On the opposite side of altruism, there are the other two demand factors included in the specification that work against vaccination. On the one hand, the dummy variable representing a country’s membership in the Eastern Bloc shows that these countries have vaccination rates that are approximately 19% lower, which confirms previous results [76] that already anticipated the negative effect of this condition as a consequence of elderly people’s distrust of public policies.

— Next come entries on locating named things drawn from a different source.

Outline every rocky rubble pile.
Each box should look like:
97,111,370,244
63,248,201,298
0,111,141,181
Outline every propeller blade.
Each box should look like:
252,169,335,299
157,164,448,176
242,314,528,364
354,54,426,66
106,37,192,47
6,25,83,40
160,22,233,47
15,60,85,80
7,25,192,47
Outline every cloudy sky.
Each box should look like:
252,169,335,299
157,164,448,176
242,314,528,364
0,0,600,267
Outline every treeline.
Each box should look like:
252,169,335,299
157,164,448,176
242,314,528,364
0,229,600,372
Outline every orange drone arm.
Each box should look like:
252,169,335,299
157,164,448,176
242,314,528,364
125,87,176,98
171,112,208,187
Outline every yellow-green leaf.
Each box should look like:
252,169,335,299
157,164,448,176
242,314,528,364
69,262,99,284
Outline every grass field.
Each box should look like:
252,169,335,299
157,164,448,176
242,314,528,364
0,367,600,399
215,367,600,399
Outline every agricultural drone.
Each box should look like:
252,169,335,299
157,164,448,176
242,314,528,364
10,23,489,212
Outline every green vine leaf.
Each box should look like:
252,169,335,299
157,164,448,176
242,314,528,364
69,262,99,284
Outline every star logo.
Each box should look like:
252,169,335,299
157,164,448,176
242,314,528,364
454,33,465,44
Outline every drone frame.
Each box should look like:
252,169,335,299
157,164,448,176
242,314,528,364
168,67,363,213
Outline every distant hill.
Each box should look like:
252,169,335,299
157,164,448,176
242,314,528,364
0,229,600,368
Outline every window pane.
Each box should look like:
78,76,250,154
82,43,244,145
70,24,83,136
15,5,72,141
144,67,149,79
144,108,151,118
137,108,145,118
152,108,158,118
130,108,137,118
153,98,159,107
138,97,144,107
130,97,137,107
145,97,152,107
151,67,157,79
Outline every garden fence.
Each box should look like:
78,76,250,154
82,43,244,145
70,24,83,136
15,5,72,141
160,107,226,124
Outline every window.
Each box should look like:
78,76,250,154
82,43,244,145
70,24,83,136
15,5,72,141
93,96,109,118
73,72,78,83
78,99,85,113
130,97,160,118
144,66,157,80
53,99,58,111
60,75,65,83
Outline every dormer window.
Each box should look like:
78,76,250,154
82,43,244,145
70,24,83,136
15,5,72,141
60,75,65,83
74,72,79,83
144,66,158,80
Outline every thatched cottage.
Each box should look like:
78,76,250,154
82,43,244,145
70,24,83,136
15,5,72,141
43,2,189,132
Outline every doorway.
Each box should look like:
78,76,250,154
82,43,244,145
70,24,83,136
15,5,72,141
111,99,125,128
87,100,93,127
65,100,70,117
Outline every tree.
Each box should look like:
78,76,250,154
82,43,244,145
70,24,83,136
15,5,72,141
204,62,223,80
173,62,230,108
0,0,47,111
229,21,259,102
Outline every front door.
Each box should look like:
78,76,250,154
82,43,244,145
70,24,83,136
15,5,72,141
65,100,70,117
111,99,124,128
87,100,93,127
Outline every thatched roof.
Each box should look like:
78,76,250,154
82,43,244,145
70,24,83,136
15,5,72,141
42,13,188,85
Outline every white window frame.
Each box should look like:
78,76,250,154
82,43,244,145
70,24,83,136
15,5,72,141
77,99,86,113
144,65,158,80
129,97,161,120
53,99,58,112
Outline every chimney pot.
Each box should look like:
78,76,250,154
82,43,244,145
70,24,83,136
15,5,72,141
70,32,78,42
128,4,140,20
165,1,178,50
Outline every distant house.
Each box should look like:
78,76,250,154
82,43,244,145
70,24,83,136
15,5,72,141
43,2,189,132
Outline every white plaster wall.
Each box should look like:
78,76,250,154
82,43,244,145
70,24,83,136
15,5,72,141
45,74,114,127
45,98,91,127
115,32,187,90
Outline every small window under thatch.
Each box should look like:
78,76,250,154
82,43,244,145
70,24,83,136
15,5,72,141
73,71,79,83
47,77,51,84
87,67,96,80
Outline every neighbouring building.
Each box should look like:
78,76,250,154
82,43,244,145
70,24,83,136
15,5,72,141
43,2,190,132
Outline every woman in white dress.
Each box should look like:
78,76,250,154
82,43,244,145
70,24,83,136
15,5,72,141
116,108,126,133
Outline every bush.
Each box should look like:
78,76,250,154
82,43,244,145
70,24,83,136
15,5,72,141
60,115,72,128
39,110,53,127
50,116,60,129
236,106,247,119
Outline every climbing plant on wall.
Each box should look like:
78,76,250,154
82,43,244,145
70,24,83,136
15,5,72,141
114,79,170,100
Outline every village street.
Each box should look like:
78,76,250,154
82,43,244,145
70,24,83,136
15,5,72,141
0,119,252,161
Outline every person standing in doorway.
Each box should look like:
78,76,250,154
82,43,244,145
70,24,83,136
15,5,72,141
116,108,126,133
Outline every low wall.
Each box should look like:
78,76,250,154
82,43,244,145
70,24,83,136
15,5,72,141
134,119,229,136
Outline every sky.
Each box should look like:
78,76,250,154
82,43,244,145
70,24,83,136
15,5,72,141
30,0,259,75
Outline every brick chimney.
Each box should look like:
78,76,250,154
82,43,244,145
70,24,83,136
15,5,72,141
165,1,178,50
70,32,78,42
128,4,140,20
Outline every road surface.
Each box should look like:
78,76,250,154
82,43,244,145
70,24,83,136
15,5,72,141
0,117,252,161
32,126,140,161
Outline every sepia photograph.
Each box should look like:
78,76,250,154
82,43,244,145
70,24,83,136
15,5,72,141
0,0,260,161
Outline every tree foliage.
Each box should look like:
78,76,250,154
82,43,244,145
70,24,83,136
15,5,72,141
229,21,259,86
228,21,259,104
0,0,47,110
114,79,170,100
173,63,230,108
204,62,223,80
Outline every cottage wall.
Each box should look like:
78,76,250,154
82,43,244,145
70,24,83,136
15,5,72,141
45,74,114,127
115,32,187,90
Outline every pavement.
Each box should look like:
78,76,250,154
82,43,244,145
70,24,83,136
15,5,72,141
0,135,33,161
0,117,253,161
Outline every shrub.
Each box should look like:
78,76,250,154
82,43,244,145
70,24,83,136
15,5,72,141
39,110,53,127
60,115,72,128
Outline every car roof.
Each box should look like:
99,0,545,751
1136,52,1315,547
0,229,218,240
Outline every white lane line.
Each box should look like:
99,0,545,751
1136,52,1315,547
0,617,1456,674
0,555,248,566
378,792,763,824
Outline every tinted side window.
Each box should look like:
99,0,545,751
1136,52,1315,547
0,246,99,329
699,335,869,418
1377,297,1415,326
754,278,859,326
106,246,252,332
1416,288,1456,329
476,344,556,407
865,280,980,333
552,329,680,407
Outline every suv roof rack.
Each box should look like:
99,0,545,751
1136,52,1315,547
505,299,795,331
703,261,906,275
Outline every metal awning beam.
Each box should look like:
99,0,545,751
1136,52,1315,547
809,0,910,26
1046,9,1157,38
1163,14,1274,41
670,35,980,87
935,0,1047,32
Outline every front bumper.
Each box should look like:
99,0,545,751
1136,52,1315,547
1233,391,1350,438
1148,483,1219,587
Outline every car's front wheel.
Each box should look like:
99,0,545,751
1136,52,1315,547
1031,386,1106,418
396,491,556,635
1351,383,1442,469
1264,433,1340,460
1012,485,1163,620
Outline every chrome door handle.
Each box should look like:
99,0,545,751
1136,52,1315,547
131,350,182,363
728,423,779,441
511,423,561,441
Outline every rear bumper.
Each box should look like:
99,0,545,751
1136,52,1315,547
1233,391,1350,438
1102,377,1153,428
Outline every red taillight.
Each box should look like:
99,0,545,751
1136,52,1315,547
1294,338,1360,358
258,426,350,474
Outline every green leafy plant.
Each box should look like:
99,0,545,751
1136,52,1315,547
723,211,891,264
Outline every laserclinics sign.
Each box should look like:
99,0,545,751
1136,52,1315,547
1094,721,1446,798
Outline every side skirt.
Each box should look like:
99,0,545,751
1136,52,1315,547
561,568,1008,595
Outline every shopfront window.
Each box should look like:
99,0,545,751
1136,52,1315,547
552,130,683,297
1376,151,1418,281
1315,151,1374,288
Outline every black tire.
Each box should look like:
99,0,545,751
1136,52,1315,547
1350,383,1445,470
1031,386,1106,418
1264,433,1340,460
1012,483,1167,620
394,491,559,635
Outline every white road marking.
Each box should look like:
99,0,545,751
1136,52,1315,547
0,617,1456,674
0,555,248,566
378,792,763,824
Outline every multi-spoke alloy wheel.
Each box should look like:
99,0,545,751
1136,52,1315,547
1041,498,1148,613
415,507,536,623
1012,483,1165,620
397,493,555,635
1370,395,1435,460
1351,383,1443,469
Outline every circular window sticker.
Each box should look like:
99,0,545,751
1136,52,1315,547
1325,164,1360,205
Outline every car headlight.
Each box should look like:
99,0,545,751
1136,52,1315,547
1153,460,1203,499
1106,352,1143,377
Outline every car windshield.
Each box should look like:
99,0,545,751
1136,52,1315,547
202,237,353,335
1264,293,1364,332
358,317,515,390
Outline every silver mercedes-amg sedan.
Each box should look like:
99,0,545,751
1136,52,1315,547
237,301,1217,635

On the other hand, political polarization, which is also related to political mistrust, eventually manifests itself in antivaccine positions and lower vaccination rates, which is also captured by our estimation using the two methods [77]. The relationship between electoral support for populist political parties and rejection of vaccination was already evident before the COVID-19 pandemic and shows how political populism and vaccine rejection are driven by similar dynamics: deep mistrust towards elites and experts. Later, during the pandemic, political extremism reduced the population’s willingness to comply with social distancing measures [59] and caused the rejection of vaccination [15], a result that our work also confirms.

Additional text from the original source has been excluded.